Perhaps the Pilgrim nation has run out of places to wander to, and thus clings to a term that implies a perpetual future.

The fact is that the country has consistently shown its best face and best strength when it has defined rugged individuals as those people rugged enough to come to the aid of their fellows, and intelligent enough to recognize when they need such aid in return. Could there be some national embarrassment in that, a Wallace Beery blush suggesting that Americans risk becoming sissified when they acknowledge normal human dependencies? Who should be called a rugged individual these days? Lee Iacocca? All Iacocca needed was a billion dollars from the Government, and he was ready to stand alone.

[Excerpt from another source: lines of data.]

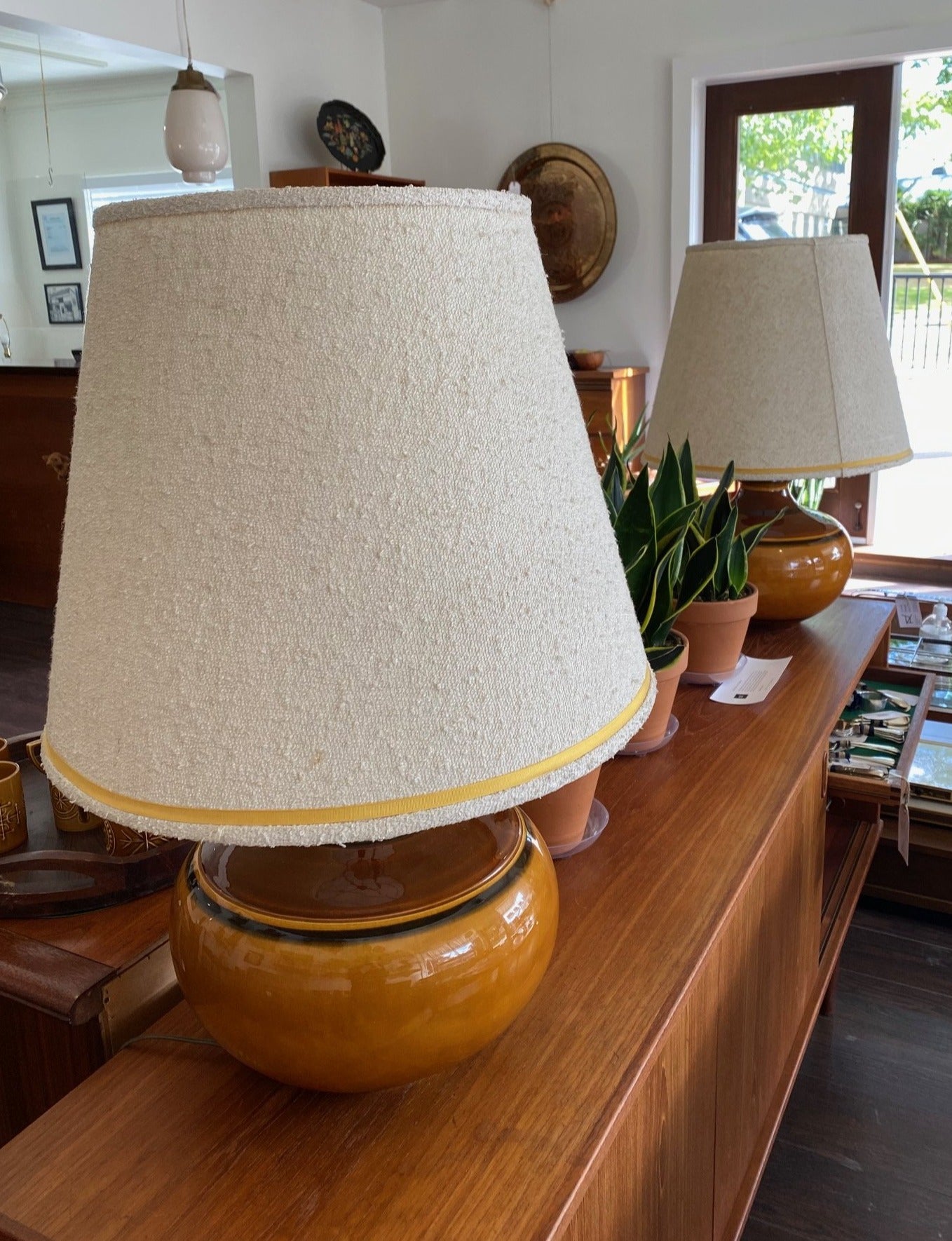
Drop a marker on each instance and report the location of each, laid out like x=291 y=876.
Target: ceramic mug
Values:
x=13 y=807
x=67 y=815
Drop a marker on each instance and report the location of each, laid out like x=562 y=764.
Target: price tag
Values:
x=909 y=613
x=752 y=683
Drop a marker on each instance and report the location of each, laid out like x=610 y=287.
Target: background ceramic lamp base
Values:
x=802 y=564
x=655 y=728
x=594 y=825
x=359 y=967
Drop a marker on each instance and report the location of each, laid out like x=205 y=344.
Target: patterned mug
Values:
x=67 y=815
x=13 y=807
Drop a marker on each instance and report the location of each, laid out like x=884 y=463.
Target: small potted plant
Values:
x=716 y=617
x=651 y=520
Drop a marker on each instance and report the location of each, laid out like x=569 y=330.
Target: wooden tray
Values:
x=71 y=872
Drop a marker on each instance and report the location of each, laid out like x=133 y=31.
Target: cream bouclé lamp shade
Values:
x=336 y=570
x=336 y=564
x=777 y=359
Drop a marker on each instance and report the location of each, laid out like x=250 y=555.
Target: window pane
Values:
x=794 y=175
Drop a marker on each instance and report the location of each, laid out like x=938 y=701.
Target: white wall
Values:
x=286 y=57
x=468 y=86
x=13 y=299
x=299 y=53
x=96 y=129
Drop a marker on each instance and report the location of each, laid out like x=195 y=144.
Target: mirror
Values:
x=102 y=106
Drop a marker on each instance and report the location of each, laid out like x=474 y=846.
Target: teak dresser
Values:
x=636 y=1099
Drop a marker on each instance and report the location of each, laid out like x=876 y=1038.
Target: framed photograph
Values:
x=56 y=233
x=64 y=303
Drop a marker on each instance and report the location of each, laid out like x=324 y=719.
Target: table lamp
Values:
x=338 y=593
x=777 y=359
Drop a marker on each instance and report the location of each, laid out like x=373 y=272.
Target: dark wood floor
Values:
x=865 y=1148
x=25 y=636
x=864 y=1152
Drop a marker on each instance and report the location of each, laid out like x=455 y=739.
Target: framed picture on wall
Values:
x=64 y=303
x=56 y=233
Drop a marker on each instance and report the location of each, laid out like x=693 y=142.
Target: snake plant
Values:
x=715 y=527
x=652 y=519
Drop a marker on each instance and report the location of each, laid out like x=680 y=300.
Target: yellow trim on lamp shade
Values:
x=346 y=813
x=786 y=472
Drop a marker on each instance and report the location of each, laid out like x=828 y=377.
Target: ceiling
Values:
x=64 y=61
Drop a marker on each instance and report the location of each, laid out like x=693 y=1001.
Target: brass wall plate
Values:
x=573 y=214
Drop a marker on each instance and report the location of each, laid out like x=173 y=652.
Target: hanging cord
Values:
x=188 y=36
x=552 y=104
x=46 y=116
x=170 y=1038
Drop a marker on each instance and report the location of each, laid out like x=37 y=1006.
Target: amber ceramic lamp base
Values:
x=358 y=967
x=803 y=561
x=562 y=817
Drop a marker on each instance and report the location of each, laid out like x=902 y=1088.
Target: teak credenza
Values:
x=637 y=1096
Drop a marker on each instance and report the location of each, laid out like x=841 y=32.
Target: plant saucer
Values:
x=638 y=749
x=594 y=828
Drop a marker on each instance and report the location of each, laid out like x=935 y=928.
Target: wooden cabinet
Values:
x=72 y=991
x=611 y=398
x=637 y=1096
x=36 y=435
x=322 y=177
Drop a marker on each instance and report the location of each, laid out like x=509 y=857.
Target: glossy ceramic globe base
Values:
x=358 y=967
x=802 y=564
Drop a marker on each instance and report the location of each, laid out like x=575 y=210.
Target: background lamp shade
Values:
x=777 y=358
x=336 y=564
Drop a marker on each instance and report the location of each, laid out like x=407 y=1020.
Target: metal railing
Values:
x=920 y=322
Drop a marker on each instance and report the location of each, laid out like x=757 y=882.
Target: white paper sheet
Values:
x=752 y=683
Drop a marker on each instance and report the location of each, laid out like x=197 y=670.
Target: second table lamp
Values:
x=777 y=359
x=338 y=592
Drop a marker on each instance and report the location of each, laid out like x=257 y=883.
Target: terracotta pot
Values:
x=657 y=723
x=560 y=817
x=716 y=632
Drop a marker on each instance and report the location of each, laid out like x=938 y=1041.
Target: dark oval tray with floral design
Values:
x=351 y=137
x=74 y=872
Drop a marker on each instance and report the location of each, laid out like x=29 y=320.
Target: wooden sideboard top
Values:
x=172 y=1139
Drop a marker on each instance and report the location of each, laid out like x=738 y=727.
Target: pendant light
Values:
x=196 y=140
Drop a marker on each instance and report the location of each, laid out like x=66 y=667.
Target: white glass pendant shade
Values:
x=196 y=140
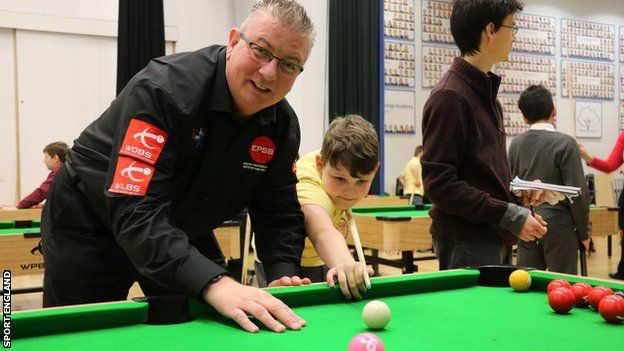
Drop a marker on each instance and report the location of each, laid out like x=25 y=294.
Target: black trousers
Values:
x=467 y=253
x=83 y=262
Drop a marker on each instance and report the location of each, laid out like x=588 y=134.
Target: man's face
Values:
x=345 y=190
x=254 y=84
x=503 y=39
x=50 y=161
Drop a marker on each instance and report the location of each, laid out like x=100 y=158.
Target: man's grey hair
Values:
x=287 y=12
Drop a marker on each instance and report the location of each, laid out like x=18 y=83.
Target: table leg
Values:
x=408 y=262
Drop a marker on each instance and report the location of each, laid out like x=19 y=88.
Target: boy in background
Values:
x=552 y=157
x=411 y=177
x=54 y=157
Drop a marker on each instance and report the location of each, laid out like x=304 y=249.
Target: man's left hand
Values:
x=290 y=281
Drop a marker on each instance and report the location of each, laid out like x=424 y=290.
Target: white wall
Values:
x=399 y=147
x=8 y=150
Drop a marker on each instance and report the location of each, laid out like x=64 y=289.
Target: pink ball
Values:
x=366 y=342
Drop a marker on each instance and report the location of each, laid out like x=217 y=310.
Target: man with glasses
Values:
x=191 y=141
x=465 y=168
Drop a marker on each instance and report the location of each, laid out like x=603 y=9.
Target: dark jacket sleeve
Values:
x=445 y=137
x=572 y=174
x=141 y=223
x=276 y=215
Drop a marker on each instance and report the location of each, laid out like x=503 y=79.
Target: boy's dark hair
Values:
x=536 y=103
x=470 y=17
x=57 y=148
x=351 y=141
x=418 y=150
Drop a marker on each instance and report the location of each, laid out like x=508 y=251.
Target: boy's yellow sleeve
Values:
x=310 y=190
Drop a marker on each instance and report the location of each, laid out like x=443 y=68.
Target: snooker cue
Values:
x=246 y=244
x=358 y=247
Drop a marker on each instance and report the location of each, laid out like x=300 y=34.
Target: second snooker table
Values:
x=393 y=228
x=451 y=310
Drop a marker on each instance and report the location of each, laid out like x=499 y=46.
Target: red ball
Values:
x=557 y=283
x=366 y=342
x=561 y=300
x=580 y=291
x=596 y=294
x=611 y=308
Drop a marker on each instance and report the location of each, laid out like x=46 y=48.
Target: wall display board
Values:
x=399 y=111
x=435 y=62
x=622 y=44
x=512 y=117
x=399 y=19
x=589 y=40
x=522 y=71
x=536 y=34
x=435 y=21
x=588 y=119
x=591 y=80
x=399 y=64
x=621 y=109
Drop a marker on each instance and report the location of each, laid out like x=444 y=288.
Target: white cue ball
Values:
x=376 y=314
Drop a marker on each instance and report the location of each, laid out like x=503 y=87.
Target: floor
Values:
x=599 y=265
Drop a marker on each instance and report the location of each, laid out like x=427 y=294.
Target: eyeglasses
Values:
x=262 y=55
x=514 y=30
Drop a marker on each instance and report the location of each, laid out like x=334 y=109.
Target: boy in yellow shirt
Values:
x=331 y=181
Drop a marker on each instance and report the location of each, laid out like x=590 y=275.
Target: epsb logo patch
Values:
x=132 y=177
x=262 y=150
x=143 y=141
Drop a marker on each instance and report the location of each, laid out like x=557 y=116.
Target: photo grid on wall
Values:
x=399 y=67
x=438 y=47
x=587 y=72
x=587 y=59
x=531 y=62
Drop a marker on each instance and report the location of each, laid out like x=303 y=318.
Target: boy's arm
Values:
x=572 y=174
x=332 y=248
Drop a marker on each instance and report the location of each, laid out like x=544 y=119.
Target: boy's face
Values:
x=50 y=161
x=344 y=189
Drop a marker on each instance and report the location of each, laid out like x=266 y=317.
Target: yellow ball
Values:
x=520 y=280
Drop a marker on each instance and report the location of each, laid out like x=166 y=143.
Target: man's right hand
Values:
x=534 y=228
x=235 y=301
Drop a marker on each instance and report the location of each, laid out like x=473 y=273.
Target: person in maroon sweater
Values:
x=465 y=168
x=54 y=156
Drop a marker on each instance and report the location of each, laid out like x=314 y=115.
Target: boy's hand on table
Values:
x=350 y=277
x=290 y=281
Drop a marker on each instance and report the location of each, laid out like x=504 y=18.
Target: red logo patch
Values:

It must be said that people like Iacocca add nerve to circumstances, and that it helps to work in a country where individuals have room to stretch. But standing alone often means mere hollow defiance.

Do we preserve the loner ideal as an act of national defensiveness, to protect the country from conceding that it is too much alone in the world? Before the Second World War, a great many Americans sought international isolation. Once the nation be came a superpower it achieved more isolation than anyone ever dreamed of; in a bipolar world, both poles are alone. The individualist Henry David Thoreau called America "The Great Western Pioneer whom the nations follow." Do they indeed? All right, then, says the proud country: If we would be left alone, let us be' alone gloriously, ruggedly. And by extension: Let every individual be alone. Prop him in front of his Apple II, and point him toward the prairie.